I would put on this mask and become ‘professional, serious, proper’ I would adjust my personality to fit with what I thought I had to be.
Let’s just say that success began to camouflage my insecurities and unworthiness. I loved the power and feeling that success gave me. I became one of the top agents in my company, then the state and then globally—all by 30.
In the ‘busy-ness’ I didn’t have to think about my personal shame. I was unstoppable.
I felt insecure and never good enough. I would constantly name drop and big note and was always talking sales targets and numbers as that is how I felt my self-worth was defined…in my success.
As I ponder this question about my true self. I realize that it was at exactly this time in my 20s that I became the least like my true self. I was partying hard, numbing my pain with sex, drugs, alcohol, food…you name it. I was staying busy and being successful which was the perfect cover for thinking that I ‘had it all’…until I didn’t.
It always catches up with you. You start to become aware that it’s all fake and meaningless and you begin to crave some TRUTH.
So fast forward almost 2 decades and I had become a motivational speaker and decided to speak my truth at a TEDx talk titled ‘You’re Only As Sick As Your Secrets.’ See in my early 20s I got herpes. Something you can read more about some other time as I don’t want to go off topic here.
Did I just drop the ‘H’ bomb and move on…ahhh, yep cause now I’m all confident and shit, I get that ‘I am enough’ and I live in my truth, I can just drop it into conversations and move on like it’s nothing, because it is.…it just took me 20 years to get there.
So, speaking my TRUTH in that TEDx talk, we’ll let’s just say it cracked my heart wide open. The vulnerable me that was deep within exploded out.
I started doing yoga and meditation and sound baths instead of donuts and cocktails and bad men. And I noticed something.
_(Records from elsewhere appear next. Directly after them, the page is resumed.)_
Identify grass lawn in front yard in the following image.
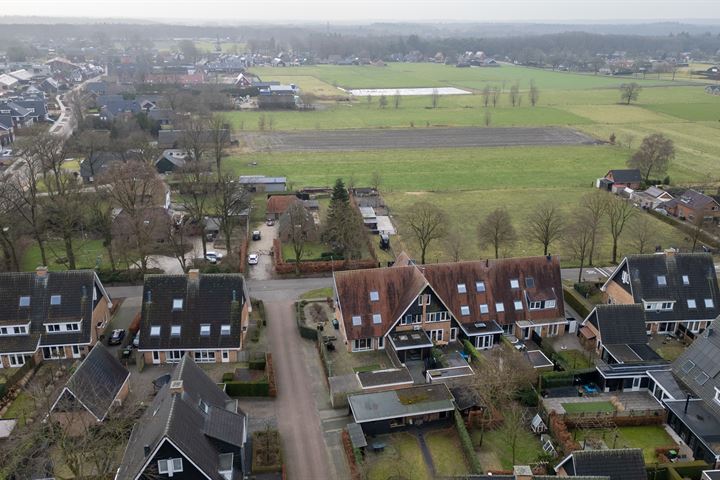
[562,401,615,413]
[556,350,594,370]
[365,433,431,480]
[572,425,676,463]
[470,428,543,470]
[425,428,469,476]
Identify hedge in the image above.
[455,409,482,474]
[224,380,270,397]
At first I would go to these sessions feeling a little anxious, I would be defensive before the classes and yet after one of these sessions I would feel such a peace. My heart would be wide open and I would hug everyone in the room and all my defenses were down.
I realize now that, that was my TRUE SELF. The one without the walls and the mask and the not good enough stuff running the show. The one I should have been bringing to work and the boardroom and client meetings.
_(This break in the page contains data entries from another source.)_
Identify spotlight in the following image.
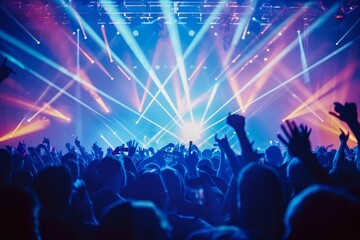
[182,122,203,141]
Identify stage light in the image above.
[181,122,203,141]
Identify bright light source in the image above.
[133,30,139,37]
[181,122,203,141]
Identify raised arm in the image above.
[330,129,350,174]
[226,114,257,164]
[329,102,360,172]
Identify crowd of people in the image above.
[0,100,360,240]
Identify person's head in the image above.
[161,168,185,208]
[285,185,360,240]
[129,171,167,210]
[35,165,72,215]
[0,187,40,240]
[201,149,212,160]
[97,201,170,240]
[63,159,79,183]
[0,149,11,187]
[123,156,137,175]
[237,163,284,237]
[265,146,284,166]
[197,159,216,176]
[60,152,78,163]
[96,157,126,191]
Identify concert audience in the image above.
[0,100,360,240]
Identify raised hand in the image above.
[226,113,245,131]
[16,141,27,155]
[215,134,230,151]
[278,120,311,160]
[75,137,81,147]
[126,140,138,157]
[43,137,50,150]
[185,151,199,179]
[329,102,358,124]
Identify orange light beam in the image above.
[27,80,75,122]
[0,96,68,120]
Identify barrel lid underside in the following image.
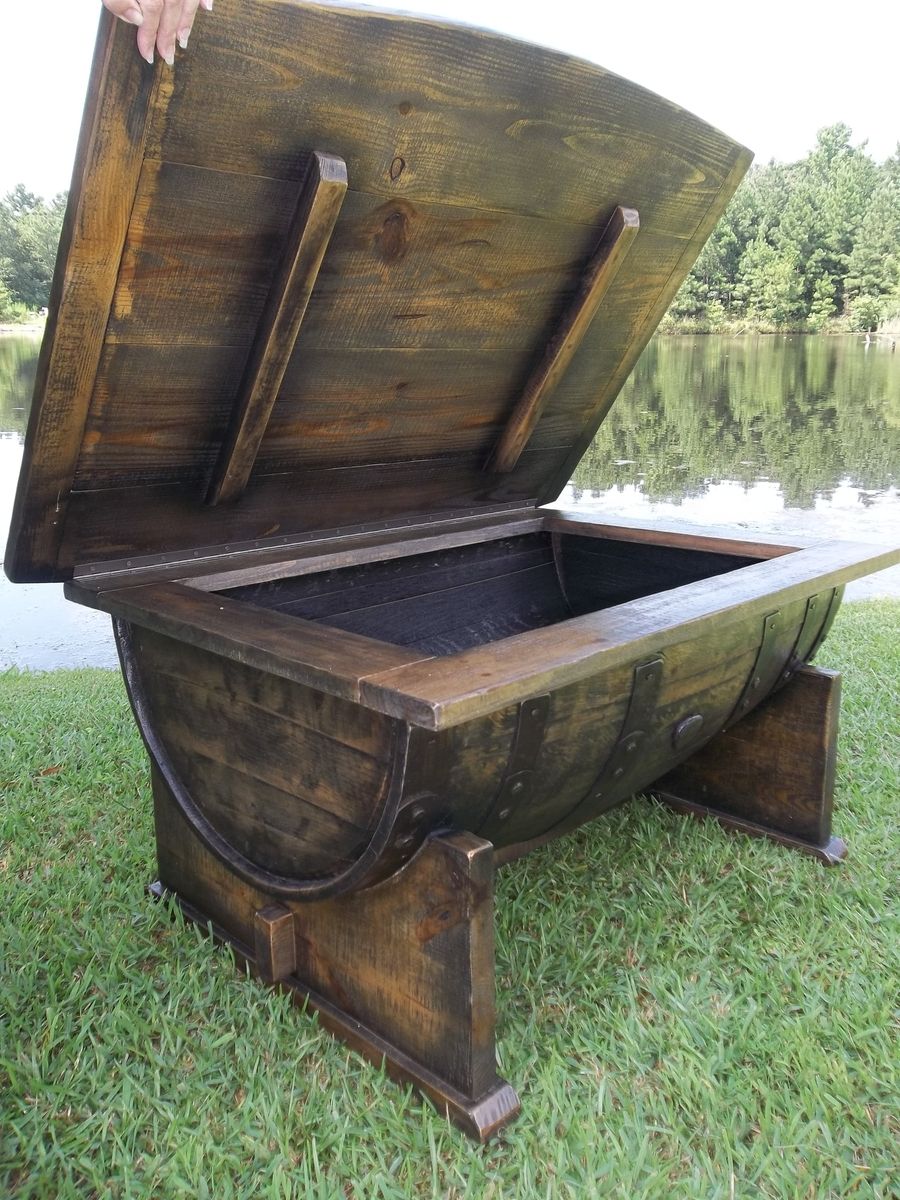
[6,0,750,580]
So yes: it is one of the most difficult journeys we can go on. Finding our true self, leaning into her, unleashing her on the world, takes huge vulnerability, which is painful.
I am still working on it. I constantly work at having her show up more of the time. I am kind to myself when she doesn’t make it to the table.
I don’t wear pant suits. I wear what my true self feels like wearing, sometimes that’s skirts and sometimes it’s jeans and a blazer. I feel sexy and playful and fun and fabulous.
I know that I am enough so I show up and shine.
It is one of the most rewarding things we can do for ourselves as that is ‘the work’ the inner work I feel we are here to do. To grow and stretch and become our true self. I am the most successful I have ever been but more importantly I am the happiest I have ever been in my own skin because I am finally being ME.